Cala has given us a
brace of arch alchemist Stokowski’s
Vaughan Williams Symphonies in
previous releases. The Fourth was a
scorcher and the Sixth was in phenomenally
restored sound – much better than has
ever been heard before: a revelation
in fact. And now we have the valedictory
Ninth in the work’s American premiere
given in September 1958. Composer and
conductor went way back – back to 1896
in fact when they were both at the Royal
College of Music – and Stokowski was
to conduct six of the nine symphonies
throughout his long career.
This performance of
the Ninth is the one that provoked Percy
Grainger to write to the composer’s
widow in praise of it ("perfect
in every way") and indeed there
are some typically alchemical touches
and wonderful instrumental playing.
The harp and bass clarinet in the first
movement are vividly demonstrative even
if the tape is not sufficiently focused
to limit spread and diffusion in the
lower strings and percussion. The solo
violin registers well in its veiled
intimacy – in fact Stokowski constantly
stresses the lyricism here – and the
brass nobility is palpable. The Flugel,
the instrument that so entranced VW,
is a heroic presence in the Andante
sostenuto and Stokowski brings out the
bardic writing of the slow movement
with driving drama; he was always magnificent
at what I’d call evocative tension and
so it proves here. Perhaps it takes
an American band – at least in 1958
- to give us the kind of cocksure saxophones
that grace the third movement, and the
percussion as well, in the bluffly warm
Scherzo. The finale is very strong on
incident, on local colour, and evokes
time and place with eloquence; what
it can’t do is to effect quite the sense
of architectural surety that others
find in it. It’s by some way the longest
movement and needs to be kept on a tighter
rein but Stokowski’s final pages certainly
have culminatory force, and power.
Riegger’s New
Dance is a feisty, rhythmically intense
little piece strong on dramatic attack
– and strongly played – and Creston’s
Toccata continues the abrasive-but-not
unbearable theme. Though it courts brash
paraphernalia along the way there’s
a lyrical Rachmaninovian kernel to the
Toccata that tends to inspire admiration.

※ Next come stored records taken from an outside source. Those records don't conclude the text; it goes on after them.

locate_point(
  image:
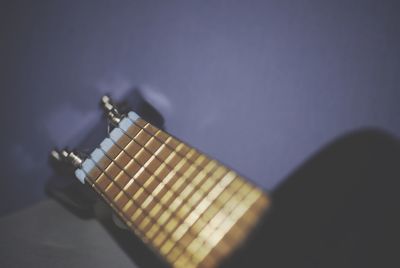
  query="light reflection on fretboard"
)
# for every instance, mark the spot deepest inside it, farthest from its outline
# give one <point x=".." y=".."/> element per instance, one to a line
<point x="189" y="208"/>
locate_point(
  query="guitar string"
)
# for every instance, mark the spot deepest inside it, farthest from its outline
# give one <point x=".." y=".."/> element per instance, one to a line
<point x="171" y="169"/>
<point x="187" y="178"/>
<point x="182" y="155"/>
<point x="121" y="213"/>
<point x="183" y="221"/>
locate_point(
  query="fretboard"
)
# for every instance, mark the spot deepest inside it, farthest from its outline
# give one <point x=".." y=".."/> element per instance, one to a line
<point x="189" y="208"/>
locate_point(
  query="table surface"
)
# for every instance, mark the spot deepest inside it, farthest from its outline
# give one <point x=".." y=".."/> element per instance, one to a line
<point x="260" y="86"/>
<point x="48" y="235"/>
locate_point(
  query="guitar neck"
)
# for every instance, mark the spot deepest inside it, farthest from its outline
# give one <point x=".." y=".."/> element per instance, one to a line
<point x="192" y="210"/>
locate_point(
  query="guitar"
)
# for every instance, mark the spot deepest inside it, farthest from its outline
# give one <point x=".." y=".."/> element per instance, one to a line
<point x="190" y="209"/>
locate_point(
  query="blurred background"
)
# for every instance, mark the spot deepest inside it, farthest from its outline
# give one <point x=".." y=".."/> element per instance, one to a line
<point x="259" y="85"/>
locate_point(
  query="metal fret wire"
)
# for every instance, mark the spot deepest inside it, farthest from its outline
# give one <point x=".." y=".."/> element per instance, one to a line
<point x="231" y="197"/>
<point x="122" y="190"/>
<point x="201" y="170"/>
<point x="161" y="161"/>
<point x="216" y="226"/>
<point x="196" y="235"/>
<point x="188" y="177"/>
<point x="126" y="217"/>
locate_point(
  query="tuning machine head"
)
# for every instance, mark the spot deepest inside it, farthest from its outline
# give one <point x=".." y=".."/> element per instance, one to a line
<point x="111" y="110"/>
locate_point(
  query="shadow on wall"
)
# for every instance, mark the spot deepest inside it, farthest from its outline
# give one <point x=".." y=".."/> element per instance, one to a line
<point x="340" y="209"/>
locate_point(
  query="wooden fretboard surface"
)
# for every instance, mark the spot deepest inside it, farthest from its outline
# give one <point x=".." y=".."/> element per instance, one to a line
<point x="190" y="209"/>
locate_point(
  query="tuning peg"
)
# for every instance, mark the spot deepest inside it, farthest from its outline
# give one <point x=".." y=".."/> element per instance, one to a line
<point x="68" y="157"/>
<point x="111" y="110"/>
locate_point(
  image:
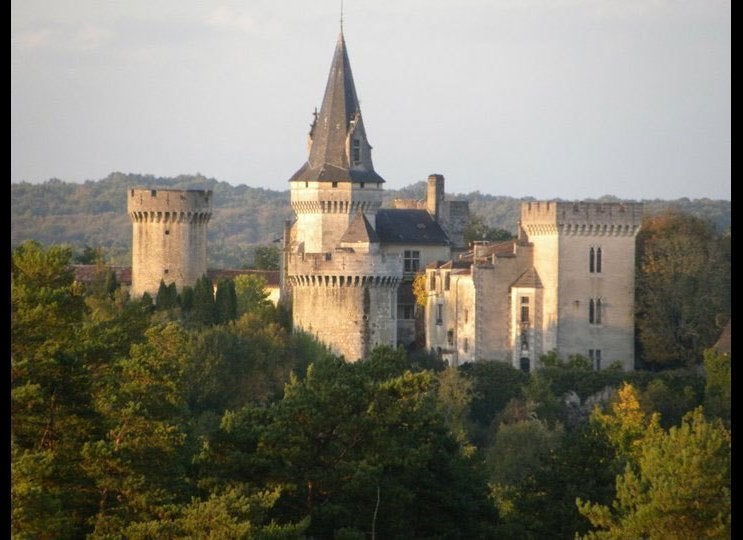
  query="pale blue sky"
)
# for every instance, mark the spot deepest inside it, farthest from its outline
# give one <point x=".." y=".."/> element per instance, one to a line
<point x="562" y="99"/>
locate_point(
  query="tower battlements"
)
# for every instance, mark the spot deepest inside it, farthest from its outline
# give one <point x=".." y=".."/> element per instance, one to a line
<point x="545" y="217"/>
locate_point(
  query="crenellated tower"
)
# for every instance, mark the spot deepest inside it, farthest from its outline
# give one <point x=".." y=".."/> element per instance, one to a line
<point x="168" y="237"/>
<point x="343" y="286"/>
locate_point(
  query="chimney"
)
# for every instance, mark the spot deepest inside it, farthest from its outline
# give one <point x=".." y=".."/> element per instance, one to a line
<point x="435" y="195"/>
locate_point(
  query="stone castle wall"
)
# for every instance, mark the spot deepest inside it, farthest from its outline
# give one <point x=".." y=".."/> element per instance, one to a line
<point x="563" y="235"/>
<point x="168" y="237"/>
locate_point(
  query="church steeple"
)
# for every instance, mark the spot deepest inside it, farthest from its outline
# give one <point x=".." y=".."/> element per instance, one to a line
<point x="339" y="150"/>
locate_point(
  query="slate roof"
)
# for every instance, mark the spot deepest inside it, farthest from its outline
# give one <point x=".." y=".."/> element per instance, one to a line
<point x="328" y="160"/>
<point x="530" y="278"/>
<point x="395" y="226"/>
<point x="360" y="230"/>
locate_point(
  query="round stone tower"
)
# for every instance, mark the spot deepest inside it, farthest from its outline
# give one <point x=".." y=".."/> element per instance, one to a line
<point x="168" y="237"/>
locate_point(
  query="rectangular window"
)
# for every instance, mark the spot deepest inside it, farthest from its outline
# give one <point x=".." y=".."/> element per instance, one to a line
<point x="411" y="260"/>
<point x="405" y="311"/>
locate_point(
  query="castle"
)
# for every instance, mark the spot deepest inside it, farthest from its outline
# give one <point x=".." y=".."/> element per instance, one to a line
<point x="566" y="284"/>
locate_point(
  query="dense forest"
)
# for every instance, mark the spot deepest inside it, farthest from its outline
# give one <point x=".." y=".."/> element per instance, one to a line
<point x="94" y="214"/>
<point x="202" y="415"/>
<point x="199" y="413"/>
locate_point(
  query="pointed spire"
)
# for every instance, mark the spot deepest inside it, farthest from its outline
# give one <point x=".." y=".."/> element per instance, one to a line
<point x="360" y="231"/>
<point x="339" y="150"/>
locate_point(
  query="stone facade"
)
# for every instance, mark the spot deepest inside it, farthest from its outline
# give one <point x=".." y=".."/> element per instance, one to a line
<point x="168" y="237"/>
<point x="566" y="285"/>
<point x="348" y="264"/>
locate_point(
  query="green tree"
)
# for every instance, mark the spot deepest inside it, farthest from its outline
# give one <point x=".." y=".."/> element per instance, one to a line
<point x="520" y="451"/>
<point x="494" y="385"/>
<point x="336" y="443"/>
<point x="717" y="395"/>
<point x="683" y="288"/>
<point x="139" y="466"/>
<point x="478" y="230"/>
<point x="167" y="296"/>
<point x="676" y="485"/>
<point x="203" y="312"/>
<point x="50" y="409"/>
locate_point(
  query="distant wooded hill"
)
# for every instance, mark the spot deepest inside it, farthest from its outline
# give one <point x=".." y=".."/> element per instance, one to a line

And few were better suited to explore
the cantilever of that kind of lyricism
than ex-Philadelphia’s Stokowski who
plays it to the hilt. The other Symphony
is Hovhaness’s Mysterious
Mountain (No.2) commissioned and
premiered by Stokowski and the Houston
Orchestra (the conductor famously took
a shine to Hovhaness and gave the US
premiere of a number of his works including
the earlier First Symphony). From the
massed Tallis string choirs through
orchestral shimmer to the fine trumpet
part, Stokowski keeps a tighter hand
than he had in the finale of the VW.
The middle movement’s double fugue is
compellingly argued and excellently
voiced by Stokowski’s eponymous orchestra.
Cala’s booklet is,
as ever, graced by Edward Johnson’s
excellent note and some evocative photographs.
The tapes are in generally fine condition
– nothing will mediate between the listener
and grateful appreciation of this memorable
concert, memorably conveyed to us here.